Werknemer stelt dat werkgever verwijtbaar nalatig is, door het tussen partijen bestaande dienstverband slapend te houden. Het slapend houden van de arbeidsovereenkomst dient geen enkel doel, omdat werknemer niet meer intern/extern is te re-integreren.

Het slapend houden van de arbeidsovereenkomst is voor werkgever de enige reden om geen transitievergoeding aan werknemer te hoeven betalen. Werkgever heeft bij deze handelwijze geen enkel belang meer, nu het UWV werkgever volledig compenseert bij betaling van de transitievergoeding. Werkgever houdt hierdoor kunstmatig een in financieel opzicht onnodige disproportionele situatie in stand, die zeer nadelig voor werknemer is en ook in strijd is met de uitgangspunten van redelijkheid en billijkheid is.

Oordeel kantonrechter

Het verzoek van werknemer wordt afgewezen.

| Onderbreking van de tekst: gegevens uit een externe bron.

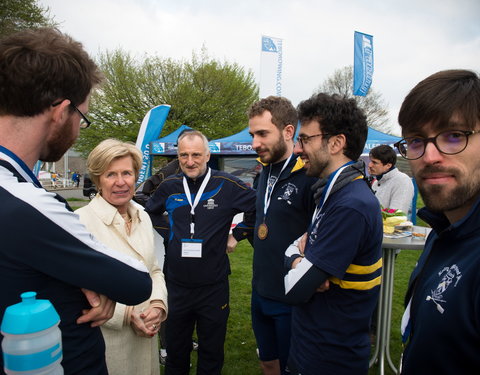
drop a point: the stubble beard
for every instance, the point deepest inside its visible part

In de beschikking verwijst de kantonrechter naar een eerder oordeel van haar collega kantonrechter in Rechtbank Overijssel (ECLI:NL:RBOVE:2019:102).

“Het behoort tot de keuzevrijheid/beleidsvrijheid van een werkgever om een arbeidsovereenkomst met een werknemer die meer dan twee jaar arbeidsongeschikt is door opzegging te beëindigen. Er bestaat daartoe ook geen wettelijke verplichting.

De invoering van de Wet compensatie transitievergoeding maakt dat niet anders. Die wet legt evenmin een verplichting op de werkgever om een slapend dienstverband te beëindigen. Bovendien is het nog niet geheel zeker dat de Wet compensatie transitievergoeding ook daadwerkelijk per 1 april 2020 wordt ingevoerd.

Voorts staat inmiddels vast dat een verzoek tot toekenning van een compensatie ook niet eerder dan 1 april 2020 zal kunnen worden ingediend.

Dat betekent dat een werkgever zeer aanzienlijke bedragen aan uitgekeerde transitievergoedingen moet voorfinancieren zonder dat vaststaat wat de termijn is waarbinnen zij daarvoor geheel of gedeeltelijk via het UWV wordt gecompenseerd.

Tegen die achtergrond kan thans niet gezegd worden dat [bedrijf] geen rechtens te respecteren belang heeft om vóór inwerkingtreding van de Wet compensatie transitievergoeding slapende dienstverbanden als de onderhavige niet te willen beëindigen.

Het niet opzeggen van de arbeidsovereenkomst getuigt hier dan ook niet van slecht werkgeverschap.”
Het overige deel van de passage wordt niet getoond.